There is currently no definitive diagnostic test for Parkinson's, leading to a high rate of misdiagnosis, particularly due to overlapping symptoms with conditions such as dementia with Lewy bodies, multiple system atrophy, and pure autonomic failure.

Researchers hope to improve early diagnosis of Parkinson's disease, file photo

A simple, minimally invasive skin biopsy could help diagnose Parkinson's disease and other progressive nervous system conditions in their early stages, scientists say.

The test proposed by the researchers looks for phosphorylated alpha-synuclein (P-SYN), an abnormal protein associated with certain degenerative brain disorders. The results of the studies so far indicated that 93% of those with Parkinson's had a positive skin biopsy for P-SYN, compared to the control sample.

The findings, published in the journal Jama, give researchers hope of using biopsies for early diagnosis of Parkinson's disease and speeding up drug development, reports The Independent.

Around 10 million people suffer from Parkinson's worldwide and in the UK 153,000 people are thought to be living with the condition.

The disease is difficult to diagnose in its early stages because there is currently no test, and symptoms such as tremors, mild memory and thinking problems, and sleep problems vary from person to person and can often be confused with other diseases.
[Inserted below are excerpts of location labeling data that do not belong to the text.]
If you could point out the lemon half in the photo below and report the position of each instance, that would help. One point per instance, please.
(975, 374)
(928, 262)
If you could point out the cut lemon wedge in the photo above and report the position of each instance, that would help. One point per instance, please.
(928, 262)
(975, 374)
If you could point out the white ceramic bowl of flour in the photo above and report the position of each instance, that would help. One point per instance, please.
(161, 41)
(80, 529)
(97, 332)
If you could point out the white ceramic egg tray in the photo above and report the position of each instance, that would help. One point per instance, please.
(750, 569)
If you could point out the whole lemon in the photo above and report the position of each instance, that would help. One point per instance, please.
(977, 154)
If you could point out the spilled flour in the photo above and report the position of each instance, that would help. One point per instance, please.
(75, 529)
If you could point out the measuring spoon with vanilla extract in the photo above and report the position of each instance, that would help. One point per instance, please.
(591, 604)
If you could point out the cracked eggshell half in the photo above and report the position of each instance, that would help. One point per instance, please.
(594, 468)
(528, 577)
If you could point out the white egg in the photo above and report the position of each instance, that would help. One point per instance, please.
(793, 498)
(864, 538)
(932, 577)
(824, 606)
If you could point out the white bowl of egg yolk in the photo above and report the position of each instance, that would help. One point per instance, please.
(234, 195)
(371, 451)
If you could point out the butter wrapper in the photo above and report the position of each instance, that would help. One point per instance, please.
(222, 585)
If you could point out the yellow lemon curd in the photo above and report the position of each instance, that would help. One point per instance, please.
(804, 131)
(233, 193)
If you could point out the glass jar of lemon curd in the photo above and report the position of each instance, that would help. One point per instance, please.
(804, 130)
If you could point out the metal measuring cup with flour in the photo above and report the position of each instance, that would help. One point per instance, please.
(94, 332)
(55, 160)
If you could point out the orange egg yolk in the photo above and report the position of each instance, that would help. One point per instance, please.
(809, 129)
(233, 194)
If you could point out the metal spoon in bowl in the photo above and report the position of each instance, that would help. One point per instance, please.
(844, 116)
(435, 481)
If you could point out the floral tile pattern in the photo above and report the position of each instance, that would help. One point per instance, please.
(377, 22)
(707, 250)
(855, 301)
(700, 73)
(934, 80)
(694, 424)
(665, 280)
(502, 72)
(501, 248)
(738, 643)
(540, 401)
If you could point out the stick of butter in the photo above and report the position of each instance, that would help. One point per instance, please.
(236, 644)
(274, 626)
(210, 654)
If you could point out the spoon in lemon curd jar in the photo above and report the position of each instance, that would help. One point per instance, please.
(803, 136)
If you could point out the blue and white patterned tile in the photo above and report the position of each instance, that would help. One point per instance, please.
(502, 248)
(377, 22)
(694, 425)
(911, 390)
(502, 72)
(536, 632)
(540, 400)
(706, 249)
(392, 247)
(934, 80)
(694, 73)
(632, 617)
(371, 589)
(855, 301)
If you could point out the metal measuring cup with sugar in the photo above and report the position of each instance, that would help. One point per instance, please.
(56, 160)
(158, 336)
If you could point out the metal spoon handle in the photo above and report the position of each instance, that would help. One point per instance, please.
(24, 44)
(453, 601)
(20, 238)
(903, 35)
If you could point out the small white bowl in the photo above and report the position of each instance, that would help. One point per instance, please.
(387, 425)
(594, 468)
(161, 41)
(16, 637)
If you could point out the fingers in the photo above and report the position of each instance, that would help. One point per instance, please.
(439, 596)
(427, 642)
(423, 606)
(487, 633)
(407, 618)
Previous research has shown that this technique is able to distinguish between Parkinson's and multiple system atrophy, offering hope for managing these diseases “which appear clinically similar but have very different prognoses.”

The study followed 428 people, aged 40 to 99, with a clinical diagnosis of Parkinson's disease, dementia with Lewy bodies, multiple system atrophy and pure autonomic failure, with three skin biopsies collected from each patient. 3 mm, through neck, knee and ankle puncture. Those with dementia with Lewy bodies and multiple system atrophy and pure autonomic failure tested 96 percent and 98 percent and 100 percent positive for the abnormal protein, the researchers said.

Lead study author Roy Freeman, director of the Center for Autonomic and Peripheral Nerve Disorders at Beth Israel Deaconess Medical Center in the US and professor of neurology at Harvard Medical School, said the team was delighted with the accuracy of this diagnostic test.

“Parkinson's disease and its subgroup of progressive neurodegenerative diseases show a gradual progression, but alpha-synuclein is present in the skin even in the earliest stages,” Roy Freeman said.

The researchers believe, however, that further research is needed to validate the results and to characterize them “potential role of skin biopsy for detection of P-SYN in clinical care”.

Commenting on the study, Dr Katherine Fletcher, Research Communications Lead at Parkinson's UK, said: “This study is one of many looking to find a simple way to more accurately and objectively identify and measure neurodegenerative conditions like Parkinson's. (…) However, the test still needs to be perfected to better understand its accuracy and sensitivity to detect the different conditions and at what stage they are”.

“Research into these types of tests is extremely important not only to improve diagnosis, but also to help accelerate the search for new and better treatments that will transform the lives of those living with Parkinson's.” Dr. Katherine Fletcher also stated.